06/13/14, our wedding day!

06/13/14, our wedding day!

Yesterday was my first wedding anniversary and yes we got married on Friday the thirteenth.  Why you ask?  Because we are odd and in that way perfectly suited to each other.

I approached the first year with a small amount of trepidation.  You always hear that the first year of marriage is the hardest, with all the adjustments inherent in melding your life with someone else’s.  I needn’t have worried.  We had already lived together for a year and a half before we were married and apparently went through most of our adjustments during that period.  I won’t say that the past year has been nothing but continual wedded bliss but it has been pretty great!  What follows is my top two favorite things about being married so far.

First off you may hear that once you’re married the magic dies almost immediately and what follows is a string of arguments and hurt feelings leading inevitably to bitterness, disdain for your partner and divorce.  I have found the opposite to be true.  Before we made the commitment to be together forever every disagreement had to be hashed out and fully understood lest we remain ignorant of our partners faults and enter the marriage state unprepared.  This was not the first serious relationship for either one of us and the dissolution of those previous relationships left us a bit wary of repeating our mistakes.  Neither one of us wanted to marry the wrong person and there was always the knowledge in the back of our heads that if we wanted out; we could still get out with comparatively little damage done.  Once we got married and said those vows to each other, most if not all of those doubts disappeared.  We are the kind of people who will kill ourselves trying to keep our word and trying to keep from hurting those we love.  Now when a disagreement arises we ask ourselves if this is something we want to be fighting about for the next thirty or forty or fifty years and put that way, the differences seem small indeed and the fight seems hardly worth the trouble.

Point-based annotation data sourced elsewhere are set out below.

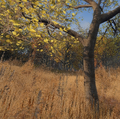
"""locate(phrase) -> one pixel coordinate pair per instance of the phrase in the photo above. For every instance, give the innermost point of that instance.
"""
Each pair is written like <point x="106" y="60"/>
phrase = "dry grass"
<point x="29" y="93"/>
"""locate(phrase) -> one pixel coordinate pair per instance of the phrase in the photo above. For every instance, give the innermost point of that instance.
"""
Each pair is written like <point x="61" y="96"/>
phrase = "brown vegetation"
<point x="29" y="93"/>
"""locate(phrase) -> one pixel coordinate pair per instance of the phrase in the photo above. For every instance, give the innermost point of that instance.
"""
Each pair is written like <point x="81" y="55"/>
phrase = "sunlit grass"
<point x="35" y="93"/>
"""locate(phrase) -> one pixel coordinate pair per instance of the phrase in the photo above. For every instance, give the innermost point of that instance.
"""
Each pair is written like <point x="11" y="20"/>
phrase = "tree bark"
<point x="91" y="95"/>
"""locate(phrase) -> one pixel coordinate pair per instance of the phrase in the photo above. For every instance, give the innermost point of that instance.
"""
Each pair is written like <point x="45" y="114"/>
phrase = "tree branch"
<point x="109" y="15"/>
<point x="79" y="6"/>
<point x="58" y="26"/>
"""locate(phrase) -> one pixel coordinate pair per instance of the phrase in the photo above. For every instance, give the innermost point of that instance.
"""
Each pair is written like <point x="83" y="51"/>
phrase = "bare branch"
<point x="80" y="6"/>
<point x="109" y="15"/>
<point x="99" y="2"/>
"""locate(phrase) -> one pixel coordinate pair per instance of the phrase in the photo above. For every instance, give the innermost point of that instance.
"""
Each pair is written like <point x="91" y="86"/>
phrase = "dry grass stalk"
<point x="29" y="93"/>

The second thing about marriage that I love is how you become a smaller part of a bigger whole.  I can honestly say that although I have always been in relatively good shape and, at least in theory, have always been interested in being healthy.  I have never cared enough about it to really delve deep into the subject and educate myself.  My husband however loves this kind of thing, nutrition and exercise are mothers milk to him.  So without having to put out much effort myself, other than showing up to the gym with a good attitude, I find myself with a personal trainer and nutritionist.  Being married is like having a second brain, one that you can access at any given time, but that you don’t have to maintain and educate.  For someone like me who really believes that the meaning of life is to learn and grow as individuals as much and as long as you can, this is a truly great thing indeed!

So in conclusion, yay marriage and bring on the next year!